RE: Trust Fund cynicism - right mood, wrong target
Date: Wed, 12 May 1999 15:09:44 -0400 (EDT)
From: James <jamesk_51@hotmail.com>
Subject: RE: Trust Fund cynicism - right mood, wrong target
>From: "Steven H. Johnson"
>>>>Let's try this from a different angle. The practical question is this: Should the existing relationship between the Trust Fund and the Treasury be kept as it is, or changed? And, if it should be changed, in what direction? And why?
>>>>Continuing to treat Social Security as a programmatic part of the federal budget simply is not appropriate as it builds a substantial pool of assets that rightfully are held in trust for people outside the government.

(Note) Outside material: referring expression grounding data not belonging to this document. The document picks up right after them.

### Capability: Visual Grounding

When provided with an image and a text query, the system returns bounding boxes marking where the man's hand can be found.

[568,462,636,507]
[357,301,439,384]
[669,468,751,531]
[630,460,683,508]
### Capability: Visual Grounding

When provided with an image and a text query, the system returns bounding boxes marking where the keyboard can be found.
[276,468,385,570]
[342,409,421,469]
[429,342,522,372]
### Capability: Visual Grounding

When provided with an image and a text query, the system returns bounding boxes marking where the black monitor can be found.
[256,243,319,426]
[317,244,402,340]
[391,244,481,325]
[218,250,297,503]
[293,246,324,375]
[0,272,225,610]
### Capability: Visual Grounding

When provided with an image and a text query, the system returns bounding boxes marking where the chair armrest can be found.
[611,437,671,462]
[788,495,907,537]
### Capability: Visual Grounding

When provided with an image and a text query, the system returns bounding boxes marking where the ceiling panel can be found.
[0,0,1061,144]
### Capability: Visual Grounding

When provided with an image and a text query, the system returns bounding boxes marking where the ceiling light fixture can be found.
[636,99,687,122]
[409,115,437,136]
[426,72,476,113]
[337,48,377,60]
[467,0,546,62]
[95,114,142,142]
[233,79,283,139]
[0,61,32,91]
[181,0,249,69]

>>>>>From a prudent financial management standpoint, a much longer arms length relationship is called for.
>>>>Otherwise, the Congress is exposed to an extraordinary degree of temptation, on a perpetual basis.
Steven,
I must disagree with the entire philosophical basis of your argument. Whether the bureacrats are in Treasury or SSA, or whether we must begin to invest in private securities to accumulate the needed sums, or whether employers must send in an additional check to a different address or whether the Gov't securities are internal or external, these are really minor issues in the big scheme. The problem I see is that you want to isolate the management and decision making from the only group that is directly answerable to the people: the politicians.

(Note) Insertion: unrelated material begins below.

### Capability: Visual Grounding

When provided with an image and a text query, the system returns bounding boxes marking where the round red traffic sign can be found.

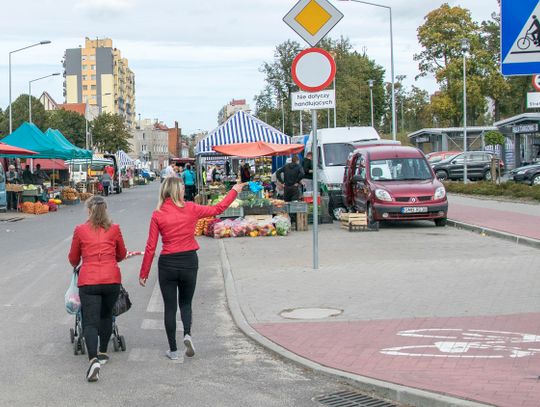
[533,75,540,92]
[292,48,336,92]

Even you admit that there has been no 'loss' in the current SSTF. All the money is there. Compare that to the S&L; crisis, where the taxpayers took a bath. We isolated the risk-takers (the taxpayers through the gov't) from the investment decisions. Developers could easily attract capital for risky investments because the gov't was guaranteeing S&L; deposits without adequate oversight. It is not just fraud that was the problem, it was people making legal but risky investment decisions with somebody else (i.e taxpayers) taking the risk and suffering the consequences. That is a recipe for disaster.
It is not only politicians who suffer from 'temptation'. That is a basic human trait. That much money will tempt everbody who comes in contact with it. The politicians are the one group upon which we exercise any type of control. Individual accounts provide the built in mechanism of each person making the 'risk' decisions they personally are comfortable with. When we have the gov't extracting money from us to 'invest', they damn well are responsible to us for that investment, and they can only do so if they are in control in some matter. 'Arms length' and 'independence' is not what we want in this matter. Responsibility is what we want. And it is the duty of the citizens to 'enforce' that responsibility in a democracy. There is no 'free lunch' on that matter.